Docker containers wrap up a piece of software in a complete filesystem that contains everything it needs to run: code, runtime, system tools, system libraries – anything you can install on a server. This guarantees that it will always run the same, regardless of the environment it is running in.
I like to think of it as somewhere in between virtualenv and a virtual machine. Although the DOCKER website is focussed on commercial software development, and so talks about building and shipping applications, DOCKER could be of huge use to myself as a computational scientist. For example, rather than make a series of input files for my simulations available, along with a list of which software versions I used, I could instead simply make a DOCKER image available that contains all the compiled software I used along with all the input files. Then anyone should, in principle, be able to reproduce my research.
Make no mistake: reproducibility is, rightly, a coming trend. But surely all scientific results are reproduced?. Turns out if the experiment or simulation was difficult to do the answer is not so much. And when concerted efforts have been made to reproduce results reported in high impact journals, the answer is often, well, disconcerting at the very least. In a now famous study, Begley & Ellis from a pharmaceutical company, Amgen, reported that their in-house scientists were unable to reproduce 47 out of 53 landmark experimental studies in haematology and oncology. They were looking at novel, exciting findings which are more likely to be challenging to reproduce (although the pressure to over-sell is also stronger). I have no reason to think computational studies are much better. The past few years there have been a flurry of papers, comments and best practices. One can even now make a DOCKER image available via GitHub with a DOI so it can be cited independently of an article.
As I’d like to do this in the future, I’ve started to play with DOCKER and GROMACS. Since my workstation is a Mac, the DOCKER host has to run within a lightweight Linux virtual machine.

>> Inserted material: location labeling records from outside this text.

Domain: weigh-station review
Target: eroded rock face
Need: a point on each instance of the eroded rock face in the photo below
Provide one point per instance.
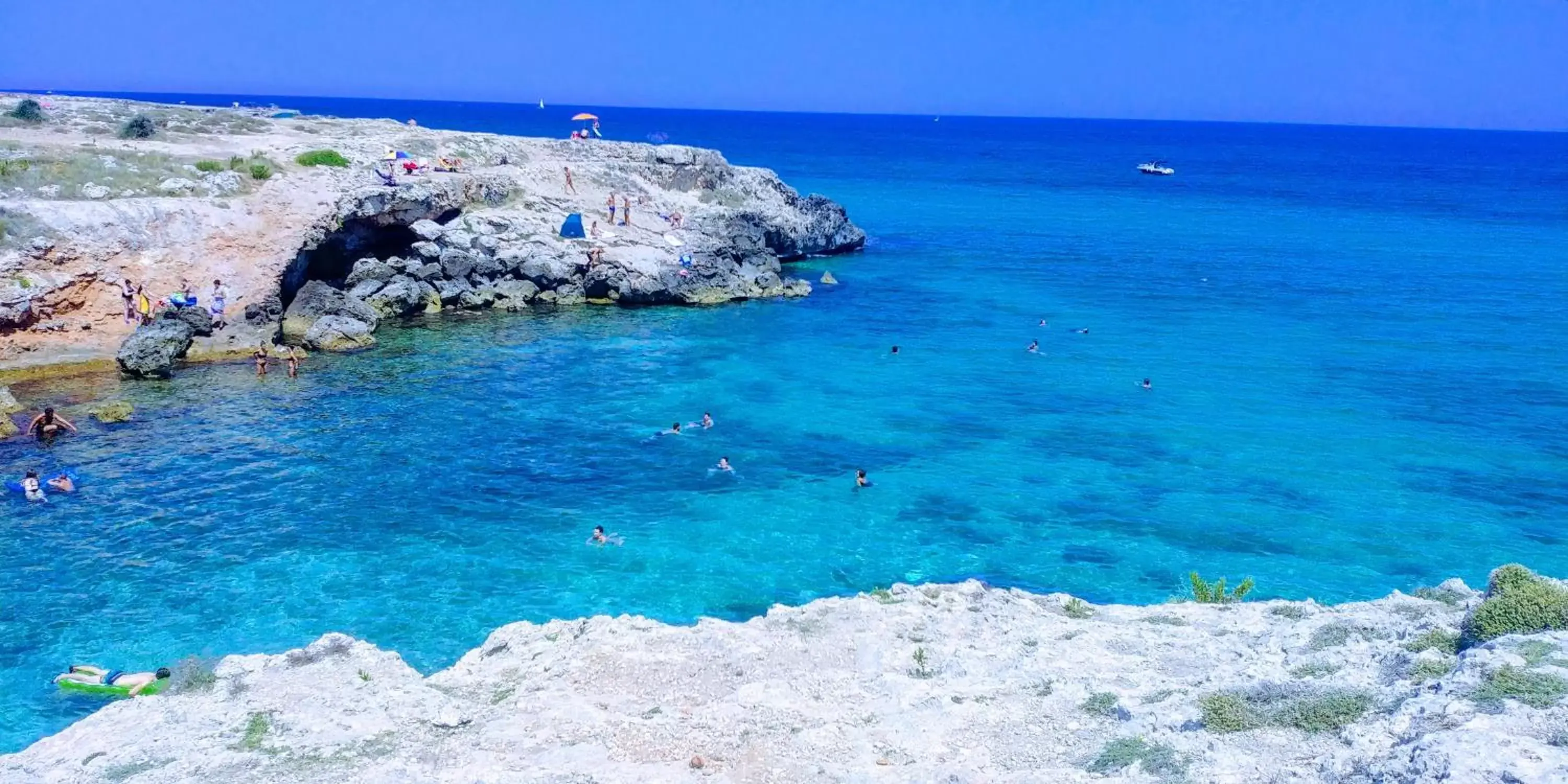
(935, 683)
(339, 333)
(317, 300)
(151, 352)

First I installed DOCKER. Then I opened a DOCKER Quick Terminal and checked everything was working by downloading the hello-world image and running it
$ docker run hello-world Unable to find image 'hello-world:latest' locally latest: Pulling from library/hello-world 4276590986f6: Pull complete a3ed95caeb02: Pull complete Digest: sha256:4f32210e234b4ad5cac92efacc0a3d602b02476c754f13d517e1ada048e5a8ba Status: Downloaded newer image for hello-world:latest Hello from Docker. This message shows that your installation appears to be working correctly.
Let’s get try something more real, like an Ubuntu 16.04 Server image.

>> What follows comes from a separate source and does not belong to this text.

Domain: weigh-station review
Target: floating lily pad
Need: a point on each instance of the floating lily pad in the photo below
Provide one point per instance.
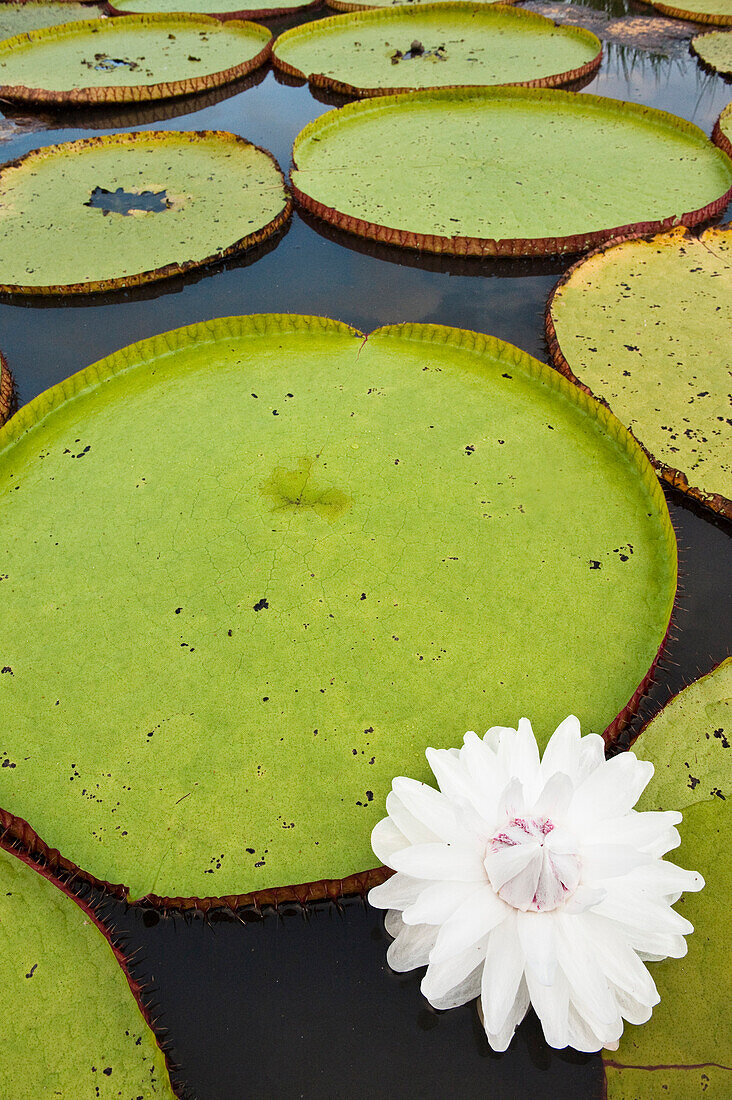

$ docker run -it ubuntu bash
This drops me inside the Ubuntu image. Let’s compile GROMACS!
root@4b511a41dbf0:/# apt-get update -y root@4b511a41dbf0:/# apt-get upgrade -y root@4b511a41dbf0:/# apt-get install build-essential cmake wget openssh-server -y root@4b511a41dbf0:/# wget ftp://ftp.gromacs.org/pub/gromacs/gromacs-5.1.2.tar.gz root@4b511a41dbf0:/# tar zxvf gromacs-5.1.2.tar.gz root@4b511a41dbf0:/# cd gromacs-5.1.2 root@4b511a41dbf0:/# mkdir build root@4b511a41dbf0:/# cd build root@4b511a41dbf0:/# cmake .. -DGMX_BUILD_OWN_FFTW=ON root@4b511a41dbf0:/# make root@4b511a41dbf0:/# make install root@4b511a41dbf0:/# cd
Now let’s copy over a TPR file to see how fast GROMACS is within a DOCKER container
root@4b511a41dbf0:/# scp email@example.com:benchmark.tpr . root@4b511a41dbf0:/# source /usr/local/gromacs/bin/GMXRC root@4b511a41dbf0:/# gmx mdrun -s benchmark -resethway -noconfout -maxh 0.1
Note that this is a single CPU DOCKER image. I was worried that since the DOCKER host was running inside a Linux VM it would be slow compared to running natively in Mac OS X so I ran three repeats of each and DOCKER was only 1.7% slower…

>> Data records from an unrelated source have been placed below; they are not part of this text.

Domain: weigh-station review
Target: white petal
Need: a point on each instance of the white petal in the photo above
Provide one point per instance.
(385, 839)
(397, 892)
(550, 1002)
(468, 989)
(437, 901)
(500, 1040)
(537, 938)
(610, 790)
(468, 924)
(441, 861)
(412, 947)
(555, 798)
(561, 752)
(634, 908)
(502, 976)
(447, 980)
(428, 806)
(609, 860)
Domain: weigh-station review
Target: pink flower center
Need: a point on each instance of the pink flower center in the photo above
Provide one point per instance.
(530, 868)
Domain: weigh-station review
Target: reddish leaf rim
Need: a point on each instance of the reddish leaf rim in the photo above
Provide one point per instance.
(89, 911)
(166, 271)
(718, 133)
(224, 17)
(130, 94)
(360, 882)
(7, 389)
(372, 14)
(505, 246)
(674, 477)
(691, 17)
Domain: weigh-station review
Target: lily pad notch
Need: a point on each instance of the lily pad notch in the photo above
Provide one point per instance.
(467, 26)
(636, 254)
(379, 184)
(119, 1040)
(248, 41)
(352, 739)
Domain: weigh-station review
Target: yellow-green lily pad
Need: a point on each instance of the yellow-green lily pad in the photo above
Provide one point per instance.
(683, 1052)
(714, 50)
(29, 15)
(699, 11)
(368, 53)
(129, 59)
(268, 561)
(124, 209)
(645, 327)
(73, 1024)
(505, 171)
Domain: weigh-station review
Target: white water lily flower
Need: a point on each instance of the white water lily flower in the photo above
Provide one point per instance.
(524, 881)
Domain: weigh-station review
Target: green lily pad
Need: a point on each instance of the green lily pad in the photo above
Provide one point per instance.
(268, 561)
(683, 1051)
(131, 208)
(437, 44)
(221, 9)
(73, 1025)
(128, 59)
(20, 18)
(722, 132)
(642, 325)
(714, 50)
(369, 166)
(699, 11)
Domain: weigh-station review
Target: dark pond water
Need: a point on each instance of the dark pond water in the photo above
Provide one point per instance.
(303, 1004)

To save this DOCKER image locally, quit the session
$ docker commit -m "Installed GROMACS 5.1.2 for benchmarking" -a "Philip W Fowler" c5f1cf30c96b philipwfowler/gromacs-5.1.2 $ docker images REPOSITORY TAG IMAGE ID CREATED SIZE philipwfowler/gromacs-5.1.2 latest 73e44c120bfa 6 seconds ago 809 MB ubuntu latest c5f1cf30c96b 2 weeks ago 120.8 MB hello-world latest 94df4f0ce8a4 3 weeks ago 967 B
Done. More soon on multiple cores, can-we-use-the-GPU? and using DOCKER on Amazon Web Services.